We present a comparison of cervical cord metrics obtained using both a whole brain and dedicated cord implementation of a recently introduced quantitative multi-parametric MRI protocol which provides apparent proton density, R1, magnetisation transfer saturation (MTsat) and R2* maps sensitive to microstructural tissue changes in brain and spinal cord. Similar whole cervical cord (levels C1-C5) parameters were obtained using either protocol, and inter-subject variation was low, however in order to investigate tissue-specific cord parameters the dedicated cord protocol with higher in-plane resolution would be desirable.
The spinal cord is commonly affected in neurological disorders such as multiple sclerosis, amyotrophic lateral sclerosis, cervical spondylotic myelopathy (CSM), and spinal cord injury(SCI)1, however performing quantitative tissue-specific cord MRI can prove challenging due to its small cross-sectional size and potential for cord motion. Multi-parameter mapping (MPM) is a quantitative imaging technique utilising multi-echo 3D spoiled gradient echoes (SPGR) (and B1 mapping for correction of T1 values) to quantify several parameters including apparent proton density (APD), R1 (=1/T1), R2* (=1/T2*), and Magnetisation Transfer saturation (MTsat)2-7. We evaluated results obtained in the cervical cord (C1-C5) using 1) a whole brain MPM protocol with cord coverage to at least level C5, and 2) a dedicated cervical cord MPM protocol (potentially allowing higher in-plane resolution and coverage for a shorter acquisition time), with a view to applying the method in patients with CSM or SCI, above the injury level.
MRI Acquisition:
Seven healthy volunteers [2 females, age 32.9 ± 3.91 years (mean ± standard deviation (SD))] were scanned using a 3T Philips Achieva (Philips Healthcare, Best, The Netherlands), with a 32-channel head coil and multi-transmit technology. Both the brain and cord MPM protocols consisted of three (product) multi-echo 3D SPGR sequences (with bipolar gradients), with MT-(MTw), PD-(PDw) or T1-weighting (T1w) (details in Figure 1), and B1 mapping using actual flip angle imaging (AFI)8 (α=60°, TR1/TR2/TE=30/150/2.3ms).
Image Analysis:
Whole cord masks for each contrast acquired using both protocols were obtained semi-automatically using an active surface model9 implemented in Jim (www.xinapse.com). These segmentations were input when co-registering different contrasts to the mean PDw volume (using spinal cord toolbox (SCT)10). SCT was used to label cord vertebrae and generate binary cord masks, and to perform cord segmentation, giving white (WM) and grey matter (GM) binary masks.

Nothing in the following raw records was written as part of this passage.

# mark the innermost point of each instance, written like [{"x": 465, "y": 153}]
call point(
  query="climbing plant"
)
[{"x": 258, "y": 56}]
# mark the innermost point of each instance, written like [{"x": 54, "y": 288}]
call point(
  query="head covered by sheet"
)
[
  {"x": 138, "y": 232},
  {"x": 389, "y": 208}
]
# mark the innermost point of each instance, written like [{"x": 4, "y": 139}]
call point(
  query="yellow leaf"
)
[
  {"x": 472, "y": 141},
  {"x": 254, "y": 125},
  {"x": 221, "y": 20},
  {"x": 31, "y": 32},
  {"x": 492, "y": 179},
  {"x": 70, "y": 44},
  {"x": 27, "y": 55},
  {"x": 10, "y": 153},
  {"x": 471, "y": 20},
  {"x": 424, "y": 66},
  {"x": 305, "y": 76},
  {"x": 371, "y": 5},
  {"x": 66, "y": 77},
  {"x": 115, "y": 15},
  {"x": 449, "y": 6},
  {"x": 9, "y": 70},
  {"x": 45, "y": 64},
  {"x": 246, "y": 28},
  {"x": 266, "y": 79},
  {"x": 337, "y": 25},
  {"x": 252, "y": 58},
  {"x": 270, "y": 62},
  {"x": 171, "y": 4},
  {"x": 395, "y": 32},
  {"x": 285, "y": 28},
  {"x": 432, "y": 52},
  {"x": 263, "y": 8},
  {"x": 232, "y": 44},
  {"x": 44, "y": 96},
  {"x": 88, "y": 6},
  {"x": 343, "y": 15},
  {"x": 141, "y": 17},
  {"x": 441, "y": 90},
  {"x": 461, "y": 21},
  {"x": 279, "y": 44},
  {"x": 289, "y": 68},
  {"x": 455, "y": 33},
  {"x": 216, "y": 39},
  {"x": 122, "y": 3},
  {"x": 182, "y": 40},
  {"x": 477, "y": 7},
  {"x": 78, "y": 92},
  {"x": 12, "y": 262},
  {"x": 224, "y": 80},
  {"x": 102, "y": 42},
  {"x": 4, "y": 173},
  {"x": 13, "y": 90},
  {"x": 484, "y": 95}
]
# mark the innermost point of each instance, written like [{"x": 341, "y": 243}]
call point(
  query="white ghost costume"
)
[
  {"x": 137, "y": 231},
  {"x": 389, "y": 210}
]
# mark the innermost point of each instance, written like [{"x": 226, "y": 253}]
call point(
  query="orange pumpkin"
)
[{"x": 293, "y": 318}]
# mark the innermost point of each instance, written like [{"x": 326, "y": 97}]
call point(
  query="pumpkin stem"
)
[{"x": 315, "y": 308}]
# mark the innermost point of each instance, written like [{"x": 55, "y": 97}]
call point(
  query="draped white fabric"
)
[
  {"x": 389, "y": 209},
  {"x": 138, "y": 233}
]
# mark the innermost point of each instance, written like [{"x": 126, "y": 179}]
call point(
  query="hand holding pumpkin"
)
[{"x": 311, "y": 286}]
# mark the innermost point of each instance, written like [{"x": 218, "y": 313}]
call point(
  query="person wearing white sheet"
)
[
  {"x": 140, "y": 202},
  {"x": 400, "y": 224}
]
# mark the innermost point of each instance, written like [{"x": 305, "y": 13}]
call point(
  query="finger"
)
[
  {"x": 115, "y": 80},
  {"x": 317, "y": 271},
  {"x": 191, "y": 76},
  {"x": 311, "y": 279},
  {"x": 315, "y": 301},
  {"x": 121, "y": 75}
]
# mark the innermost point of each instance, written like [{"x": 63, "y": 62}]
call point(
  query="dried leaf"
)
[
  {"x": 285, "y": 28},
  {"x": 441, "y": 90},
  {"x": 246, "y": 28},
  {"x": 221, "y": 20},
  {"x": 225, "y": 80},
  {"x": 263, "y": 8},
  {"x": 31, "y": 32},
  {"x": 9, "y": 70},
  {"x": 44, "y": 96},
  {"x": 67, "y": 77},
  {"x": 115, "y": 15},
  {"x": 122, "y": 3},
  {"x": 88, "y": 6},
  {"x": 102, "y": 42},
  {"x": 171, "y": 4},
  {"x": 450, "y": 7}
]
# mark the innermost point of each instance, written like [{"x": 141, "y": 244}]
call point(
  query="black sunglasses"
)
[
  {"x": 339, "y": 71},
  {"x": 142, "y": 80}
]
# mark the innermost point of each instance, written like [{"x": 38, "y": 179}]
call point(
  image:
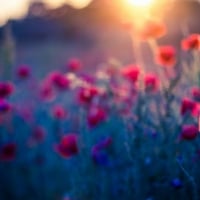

Processing was performed using in-house written matlab code. R2* was estimated from the multi-echo PDw data, by linear fitting of the log of the signal. After averaging the within-contrast echoes, T1 and APD were calculated from the PDw and T1w images via a rational approximation of the SPGR signal3. The percentage MT saturation due to a single MT pulse (MTsat) was calculated from the PDw and MTw images by inserting the estimated APD and T1 values in the approximate MT-SPGR signal equation4,6. T1 maps were corrected for variations in the transmit field B1.
Binary cord masks were applied to maps to give mean cervical cord (C1-C5) parameter values obtained using each protocol, as well as GM and WM values for the cervical cord protocol. Paired t-tests were performed to test for differences in mean whole cord parameter values between protocols.
Example sagittal images with cord masks (levels C1-C5) overlaid for both protocols are shown in Figure 2.
Mean parameter values measured in the cord using both protocols are given in Figure 3, in addition to GM and WM values obtained using the cord protocol. When averaged across all the subjects for each protocol, the maximum whole cord inter-subject CoV was 26% for R2* measured using the whole brain protocol, but was in the range of 5-12% for all other parameters measured using both protocols, consistent with literature7.
Single slice parameter maps of the same subject obtained using both protocols at cord level C3 are shown in Figure 4.
Paired t-tests showed no significant differences between whole cord parameters acquired using either protocol, except for APD (p=0.047).
Cervical cord parameter values measured at 3T in healthy volunteers using a whole brain and dedicated cord protocol were consistent with literature values7,11,12, demonstrating the accuracy of both protocols, developed using only product sequences. With the exception of APD, mean whole cord parameters obtained from either protocol are within 10% of each other.
Paired t-tests showed no significant differences between parameters obtained from either protocol, except APD, which we attribute to the lack of calibration applied here (in the brain APD values are calibrated to the mean WM APD, however this was not possible since brain data were only acquired in one of the protocols).